丁悠悠没有被肖宸“没有男人,你就不能活?”的言语激怒,反而侧了侧身,礼貌地给眼前人让出一条道:“谢谢哥关心啊,其实没有男人,作为有独立行为能力的人,也是能活的。”
在没有联系的六年里,肖宸也想过她或许早已有稳定男朋友,或许已经有结婚的打算。上午正面撞上和她并肩站在一起的林昊,两个人放在人群里的确引人注目,当时他忽然想起一个词“男才女貌”,她还特意涂了大地色眼影,嘴上印着枫叶红,那是在他记忆里,第一次见她化妆。当丁悠悠向他介绍林昊是自己的老板时,仿佛塞在胸腔的棉花忽然拔出,浑身都顺畅了许多。但前几分钟,他在监控室看到回放画面,丁悠悠挪到房门前先刷开门,后面的男人也跟了进去……“噌”的一下火苗蹿上头,不管不顾地直奔向她的楼层和房间号,随着电梯轿厢里的红色数字变换,他已经对开门时可能面对的一切做好了准备。
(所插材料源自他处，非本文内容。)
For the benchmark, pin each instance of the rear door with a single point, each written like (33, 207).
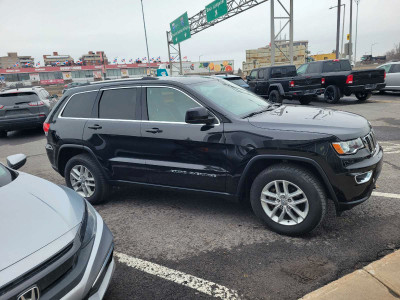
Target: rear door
(177, 153)
(393, 77)
(18, 105)
(113, 133)
(252, 80)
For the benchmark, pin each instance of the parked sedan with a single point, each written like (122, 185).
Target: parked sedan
(392, 79)
(54, 245)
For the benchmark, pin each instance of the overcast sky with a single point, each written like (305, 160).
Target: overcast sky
(75, 27)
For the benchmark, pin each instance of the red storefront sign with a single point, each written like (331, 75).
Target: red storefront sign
(51, 81)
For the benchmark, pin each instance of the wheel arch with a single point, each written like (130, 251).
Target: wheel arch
(259, 163)
(67, 151)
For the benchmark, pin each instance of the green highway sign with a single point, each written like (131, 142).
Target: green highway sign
(216, 9)
(180, 29)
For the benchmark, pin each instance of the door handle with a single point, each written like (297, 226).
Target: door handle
(95, 127)
(154, 130)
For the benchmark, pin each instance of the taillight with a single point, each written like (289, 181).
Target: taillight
(349, 79)
(38, 103)
(46, 127)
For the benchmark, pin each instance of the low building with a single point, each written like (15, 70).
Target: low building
(261, 57)
(57, 60)
(325, 56)
(13, 60)
(94, 59)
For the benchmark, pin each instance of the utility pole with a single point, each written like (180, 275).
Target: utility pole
(145, 35)
(338, 29)
(350, 31)
(355, 46)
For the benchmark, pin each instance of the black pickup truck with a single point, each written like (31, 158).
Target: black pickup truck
(279, 82)
(340, 80)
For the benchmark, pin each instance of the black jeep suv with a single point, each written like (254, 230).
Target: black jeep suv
(208, 135)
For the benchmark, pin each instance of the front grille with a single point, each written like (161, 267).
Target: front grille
(370, 142)
(51, 277)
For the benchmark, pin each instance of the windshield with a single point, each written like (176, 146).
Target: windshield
(237, 81)
(231, 97)
(5, 176)
(16, 98)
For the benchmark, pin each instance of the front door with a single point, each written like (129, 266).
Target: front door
(180, 154)
(113, 133)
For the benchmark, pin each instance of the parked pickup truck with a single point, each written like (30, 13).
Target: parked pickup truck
(340, 80)
(279, 82)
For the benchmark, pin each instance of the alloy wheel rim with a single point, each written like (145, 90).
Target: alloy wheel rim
(82, 181)
(284, 202)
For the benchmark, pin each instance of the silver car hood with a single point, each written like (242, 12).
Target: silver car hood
(33, 214)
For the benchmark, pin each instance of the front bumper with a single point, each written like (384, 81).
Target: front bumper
(29, 121)
(349, 193)
(363, 88)
(302, 93)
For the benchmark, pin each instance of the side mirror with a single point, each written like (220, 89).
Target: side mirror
(199, 115)
(16, 161)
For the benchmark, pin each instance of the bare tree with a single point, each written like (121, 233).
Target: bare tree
(394, 53)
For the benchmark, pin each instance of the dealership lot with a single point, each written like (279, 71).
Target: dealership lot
(178, 245)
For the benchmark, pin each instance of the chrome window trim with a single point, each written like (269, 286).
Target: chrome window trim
(66, 103)
(190, 97)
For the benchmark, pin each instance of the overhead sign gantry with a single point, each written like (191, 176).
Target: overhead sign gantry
(217, 11)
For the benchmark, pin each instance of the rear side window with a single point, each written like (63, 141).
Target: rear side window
(118, 104)
(395, 68)
(80, 105)
(18, 98)
(313, 68)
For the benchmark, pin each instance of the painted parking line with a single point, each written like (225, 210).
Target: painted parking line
(386, 195)
(196, 283)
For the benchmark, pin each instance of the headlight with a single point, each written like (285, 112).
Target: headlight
(88, 227)
(348, 147)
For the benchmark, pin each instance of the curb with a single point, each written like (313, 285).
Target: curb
(378, 280)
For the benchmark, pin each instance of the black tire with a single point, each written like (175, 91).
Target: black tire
(363, 96)
(305, 100)
(275, 97)
(102, 187)
(332, 94)
(307, 182)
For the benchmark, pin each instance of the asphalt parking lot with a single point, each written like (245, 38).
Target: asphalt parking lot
(183, 246)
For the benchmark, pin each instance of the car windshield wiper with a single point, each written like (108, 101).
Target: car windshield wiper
(269, 108)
刚才被丁悠悠凭空伸出的手拦住,肖宸倒真想冲进屋一探究竟。现在她主动站到一旁,没有了阻碍,肖宸倒是不再迈腿,他长得高,不作声色地斜睨了房间内的景象。牛仔短外套耷拉在四脚椅子上,敞开口的托特包并肩挨着几沓白纸黑字文件躺在米色布艺沙发上,蓝白包装的面膜、橡皮筋、手表、云南白药喷雾零零散散落在茶几上,茶几下是那双她上午穿着的白色板鞋。
有意无意地扫过酒店的床,房间里没有其他人。
他继续问道:“你们什么公司?员工随便出个差,都住五星级酒店?”
假装听不懂他不怀好意的问题,她诚恳地回答:“公司福利比较好。”
肖宸没有再讲话,两个人就这么僵持了几秒钟。看着她微湿睫毛下忽闪明亮的无辜眼睛,戒备的神情,仿佛一只受惊的小兽。他仿佛想起什么,意识到自己刚才突兀的行为和有失风度的言语,根本不像兄妹之间的对话,更何况还是好几年没有任何联系的兄妹。握着空拳轻捂下唇,咳嗽几声,清着嗓子道:“你回国多久了,怎么都不回家看看爸妈?”
乌黑的眼珠子转了一圈,“那个那个……刚回来一个月,最近工作的事情有点忙,等忙过了就马上回去看他们,我都有安排的。”
支支吾吾的语言飘进耳朵,看来她还是没有改掉——不自觉说“那个那个”来掩盖说谎时心虚的习惯。
“嗯,”肖宸没有再多说什么,转身出门的时候,忽然回过头道:“有时间就回家看奶奶,她一直很想念你,还有……一个人在外面,不要随意开门,记得把房间的门锁好。”